The energy sector’s involvement at the conference presents reputational challenges and opportunities. So it’s crucial for energy communicators to proactively shape their media reputation.  

PublicRelay sought to understand the media landscape for energy companies ahead of COP28. We analyzed a sample of top stories in September and October 2023 about the conference. We also focused on the media’s coverage of major energy companies around COP28.

Here are five PR strategies for energy communicators ahead of COP28:

1. Seize the Spotlight on Energy Solutions

The COP28 news cycle will undoubtedly revolve around energy solutions. Energy-focused articles were most prevalent and mostly positive. They also had among the highest reach and social engagement.

Emphasize your company’s innovations in new energy areas. Positive energy stories focused on the development of renewables like solar and wind. They also discussed the growth of new technologies like carbon capture and hydrogen. 

2. Embrace Climate Finance

While energy solutions led the media conversation, climate finance generated just as much social engagement.

Position your company as a leader in financing the transition to a greener future. Highlight investments in new energy solutions. Play up support for innovative approaches to carbon credits and taxation. This will reinforce your image as a forward-thinking business.
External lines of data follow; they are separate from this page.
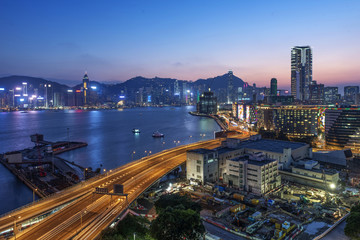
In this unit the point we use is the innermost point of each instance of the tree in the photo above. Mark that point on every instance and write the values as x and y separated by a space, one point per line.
352 229
126 229
178 218
174 201
177 223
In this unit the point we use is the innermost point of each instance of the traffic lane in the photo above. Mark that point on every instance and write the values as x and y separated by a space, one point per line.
223 234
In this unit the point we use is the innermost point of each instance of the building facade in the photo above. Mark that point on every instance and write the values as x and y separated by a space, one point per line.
253 173
301 72
202 165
3. Capitalize on the Intersection of Climate and Global Health

Global health is an emerging topic in the climate conversation. It didn’t appear often in the COP28 news cycle, but coverage was entirely positive and widely amplified.
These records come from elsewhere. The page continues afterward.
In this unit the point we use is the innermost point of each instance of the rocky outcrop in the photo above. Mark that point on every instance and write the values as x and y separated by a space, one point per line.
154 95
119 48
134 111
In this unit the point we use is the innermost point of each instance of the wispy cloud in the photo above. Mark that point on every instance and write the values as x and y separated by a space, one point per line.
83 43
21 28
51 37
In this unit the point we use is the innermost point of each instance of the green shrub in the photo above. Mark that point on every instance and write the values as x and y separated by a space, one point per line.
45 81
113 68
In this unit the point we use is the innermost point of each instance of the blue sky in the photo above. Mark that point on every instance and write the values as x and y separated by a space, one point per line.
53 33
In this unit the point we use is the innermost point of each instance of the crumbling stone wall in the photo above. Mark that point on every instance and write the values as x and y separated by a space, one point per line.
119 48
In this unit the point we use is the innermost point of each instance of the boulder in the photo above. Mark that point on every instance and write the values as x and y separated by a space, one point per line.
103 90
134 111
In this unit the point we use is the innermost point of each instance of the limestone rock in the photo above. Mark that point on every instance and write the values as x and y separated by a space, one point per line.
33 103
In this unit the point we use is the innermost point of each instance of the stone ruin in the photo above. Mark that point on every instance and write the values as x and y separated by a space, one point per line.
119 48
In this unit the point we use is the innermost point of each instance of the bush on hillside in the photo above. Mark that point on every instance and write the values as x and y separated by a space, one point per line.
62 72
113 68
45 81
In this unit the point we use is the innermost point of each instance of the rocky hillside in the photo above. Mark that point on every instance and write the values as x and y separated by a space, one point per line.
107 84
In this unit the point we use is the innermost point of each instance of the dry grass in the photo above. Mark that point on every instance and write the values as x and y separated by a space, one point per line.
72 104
Showcase your contributions to global health through environmentally sustainable practices and products. This approach will likely be well received. It may also garner high syndication and sharing.

4. Support Oil & Gas’s Climate Commitments

Oil companies involved in COP28 have an opportunity to take on a greater role in climate action. Early media signals of the oil & gas sector’s climate commitments were positive.
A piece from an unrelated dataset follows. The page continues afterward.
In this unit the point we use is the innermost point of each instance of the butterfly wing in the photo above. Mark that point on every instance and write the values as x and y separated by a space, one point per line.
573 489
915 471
Third-party climate influencers called for energy companies to lead on climate change. Some were optimistic about initiatives like the Global Decarbonization Alliance championed by COP28 president Sultan al-Jaber.

5. Frame your Climate Action as a Transition

Position energy decarbonization as a crucial first step in a just energy transition. Global demand for energy is increasing. But tangible actions by the energy sector can help mitigate the effect of emissions.

Sector-wide initiatives that were viewed positively included reducing methane from oil extraction. Preventing oil flares and leaks also had positive pick-up. These messages may resonate with the public. They can reinforce the sector’s role in meeting global energy demand responsibly.

Managing Risks

Remember that addressing media scrutiny is important. Communicators should prepare to transparently respond to criticism at COP28. Expect accusations of energy companies co-opting global climate negotiations. Have a strategy to manage potential activist calls for boycotts of the conference.

Furthermore, acknowledge the scope of your emission reductions strategy. That’s especially when it comes to scope 2 and 3 emissions. Be ready to engage with politicians’ calls for taxes on energy profits. Highlight your commitments to invest in clean energy innovation worldwide.

COP28 is an opportunity for energy companies to reposition themselves as leaders in the global transition to a sustainable energy future.

Energy communicators must capitalize on emerging positive narratives and address challenges head-on. This can help their companies shine at COP28 and beyond.